Studies of gRNA structure (12
) indicate that gRNAs assume a double stem-loop structure with the anchor sequence contained within the 5′ stem and the 3′ U tail extending from and not included within the 3′ stem. In vitro footprint analysis shows that gBP21 protects a substantial part of the 3′ stem-loop structure (12
). This might leave the 5′ region free to form a duplex with the pre-mRNA. UV cross-linking to gRNA with the 90-kDa protein, which is U tail dependent (19
), sediments at 10S to 20S on glycerol gradients after incubation with mitochondrial extract, as does UV-cross-linked gBP21 (8
). However, the UV-cross-linked 90-kDa protein is primarily seen in the ~40S fraction, while most UV-cross-linked 21-kDa protein is in a 10S fraction if the extract is fractionated before UV cross-linking. Perhaps there is a greater affinity or stability of the association of the gRNA with the editing complex than for gBP21, and most 90-kDa protein remains associated with a complex whereas most 21-kDa protein is free in solution. Elucidation of the roles of these proteins and the other proteins associated with the editing complex will await other studies, including gene knockout experiments.

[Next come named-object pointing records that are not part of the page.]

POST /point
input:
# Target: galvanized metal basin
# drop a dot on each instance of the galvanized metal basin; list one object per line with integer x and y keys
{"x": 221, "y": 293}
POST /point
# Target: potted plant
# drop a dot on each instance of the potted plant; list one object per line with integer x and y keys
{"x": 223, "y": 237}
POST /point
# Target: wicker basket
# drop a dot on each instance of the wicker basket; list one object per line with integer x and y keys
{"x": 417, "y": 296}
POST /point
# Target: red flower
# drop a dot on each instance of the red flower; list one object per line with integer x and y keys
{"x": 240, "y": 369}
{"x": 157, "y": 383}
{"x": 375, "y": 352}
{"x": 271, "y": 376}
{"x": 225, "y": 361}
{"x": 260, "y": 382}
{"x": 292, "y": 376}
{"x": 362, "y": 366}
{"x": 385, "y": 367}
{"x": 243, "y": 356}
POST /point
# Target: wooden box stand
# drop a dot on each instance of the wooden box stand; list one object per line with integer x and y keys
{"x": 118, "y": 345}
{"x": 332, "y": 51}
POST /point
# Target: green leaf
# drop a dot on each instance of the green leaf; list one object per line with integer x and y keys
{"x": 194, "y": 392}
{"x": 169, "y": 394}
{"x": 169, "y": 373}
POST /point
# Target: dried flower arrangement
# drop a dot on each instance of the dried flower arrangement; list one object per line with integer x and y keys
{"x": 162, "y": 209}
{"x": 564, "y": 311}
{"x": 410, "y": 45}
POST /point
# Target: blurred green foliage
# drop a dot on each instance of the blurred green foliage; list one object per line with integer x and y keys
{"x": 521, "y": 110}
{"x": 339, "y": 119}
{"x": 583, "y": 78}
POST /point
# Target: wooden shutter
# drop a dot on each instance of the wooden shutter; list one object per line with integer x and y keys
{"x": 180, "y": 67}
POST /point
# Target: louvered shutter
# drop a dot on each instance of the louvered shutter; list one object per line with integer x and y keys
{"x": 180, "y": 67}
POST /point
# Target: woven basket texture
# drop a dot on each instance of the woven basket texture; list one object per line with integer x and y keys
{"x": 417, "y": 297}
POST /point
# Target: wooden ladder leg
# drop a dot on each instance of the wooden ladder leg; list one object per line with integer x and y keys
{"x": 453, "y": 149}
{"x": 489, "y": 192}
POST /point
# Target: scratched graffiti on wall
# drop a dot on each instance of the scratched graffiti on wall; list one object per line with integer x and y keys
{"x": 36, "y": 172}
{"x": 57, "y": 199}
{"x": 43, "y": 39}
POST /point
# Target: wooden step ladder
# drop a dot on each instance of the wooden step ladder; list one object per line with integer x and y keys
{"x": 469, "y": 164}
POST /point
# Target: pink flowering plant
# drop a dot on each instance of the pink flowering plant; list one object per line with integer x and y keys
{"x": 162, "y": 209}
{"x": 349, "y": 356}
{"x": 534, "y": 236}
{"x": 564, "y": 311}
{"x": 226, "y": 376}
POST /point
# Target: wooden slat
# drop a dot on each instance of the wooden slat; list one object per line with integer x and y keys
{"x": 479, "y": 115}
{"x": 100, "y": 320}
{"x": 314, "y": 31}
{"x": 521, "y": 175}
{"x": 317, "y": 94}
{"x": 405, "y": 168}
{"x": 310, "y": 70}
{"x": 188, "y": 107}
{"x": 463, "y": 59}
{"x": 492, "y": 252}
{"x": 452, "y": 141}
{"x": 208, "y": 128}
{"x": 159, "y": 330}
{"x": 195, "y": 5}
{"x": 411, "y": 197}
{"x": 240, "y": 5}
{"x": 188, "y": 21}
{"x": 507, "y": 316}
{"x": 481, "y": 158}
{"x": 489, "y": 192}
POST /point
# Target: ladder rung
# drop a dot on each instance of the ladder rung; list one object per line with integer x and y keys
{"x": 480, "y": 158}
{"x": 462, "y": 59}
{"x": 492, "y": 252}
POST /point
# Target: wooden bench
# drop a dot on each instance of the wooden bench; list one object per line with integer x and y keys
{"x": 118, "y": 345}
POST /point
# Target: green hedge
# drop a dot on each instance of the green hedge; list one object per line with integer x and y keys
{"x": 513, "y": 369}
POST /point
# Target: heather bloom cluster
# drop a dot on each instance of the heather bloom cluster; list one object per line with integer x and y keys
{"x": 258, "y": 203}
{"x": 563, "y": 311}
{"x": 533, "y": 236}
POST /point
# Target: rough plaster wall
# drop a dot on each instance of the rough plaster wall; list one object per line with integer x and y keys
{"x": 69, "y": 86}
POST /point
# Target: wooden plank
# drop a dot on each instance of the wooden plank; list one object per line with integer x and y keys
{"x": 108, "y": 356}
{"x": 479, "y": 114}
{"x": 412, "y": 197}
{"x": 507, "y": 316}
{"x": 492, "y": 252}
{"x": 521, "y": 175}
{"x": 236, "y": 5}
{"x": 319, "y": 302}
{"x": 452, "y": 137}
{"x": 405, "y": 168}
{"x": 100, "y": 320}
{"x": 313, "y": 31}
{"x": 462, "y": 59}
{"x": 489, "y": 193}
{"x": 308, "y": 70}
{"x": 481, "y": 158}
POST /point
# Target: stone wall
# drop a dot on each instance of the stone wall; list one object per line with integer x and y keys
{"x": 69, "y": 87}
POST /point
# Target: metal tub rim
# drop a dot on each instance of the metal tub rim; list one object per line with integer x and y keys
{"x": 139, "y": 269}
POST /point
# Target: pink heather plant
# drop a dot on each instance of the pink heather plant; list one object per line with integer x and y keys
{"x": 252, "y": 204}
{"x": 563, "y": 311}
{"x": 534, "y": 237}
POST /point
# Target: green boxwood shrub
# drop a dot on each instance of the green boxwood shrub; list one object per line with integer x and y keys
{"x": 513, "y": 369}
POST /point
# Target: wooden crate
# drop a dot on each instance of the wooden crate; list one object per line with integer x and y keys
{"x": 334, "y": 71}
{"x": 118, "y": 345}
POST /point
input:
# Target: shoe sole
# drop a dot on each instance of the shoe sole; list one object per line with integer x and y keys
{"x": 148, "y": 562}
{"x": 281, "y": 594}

The composition of the editing complex(es) is uncertain. In addition to gRNA and pre-mRNA, the complex(es) likely contains multiple proteins, and the possibility that other RNAs are present has not yet been excluded. UV cross-linking has identified numerous potential protein constituents of the editing complex, including gBP21 and the 90-kDa U-tail binding protein which become conspicuous in competition experiments (19
) and 55- and 16-kDa proteins revealed upon anti-gBP21 MAb enrichment (Fig. ). Complexes enriched by immunoaffinity purification consistently contain proteins with approximate apparent molecular masses of 18, 24, 25, 28, 30, 32, 45, 47, 50, 52, 64, 65, and 69 kDa (Fig. ). These may include the proteins of 16, 21, 55, and 90 kDa, given the inaccuracy of measurements, especially in comparisons of silver-stained proteins with those radiolabeled by RNA cross-linking and with the variation in silver staining intensities seen between proteins. Complexes with RNA editing and associated activities prepared by biochemical techniques have fewer prominent proteins. Those prepared by the Sollner-Webb group (21
) have major proteins with apparent molecular masses of 21, 45, 50, 55, 58, 66, 90, and 95 kDa. These protein profiles are quite similar although not identical. In any event, a demonstration of a specific association between one or more of the proteins is needed before it can be concluded that these proteins are components of the editing complex.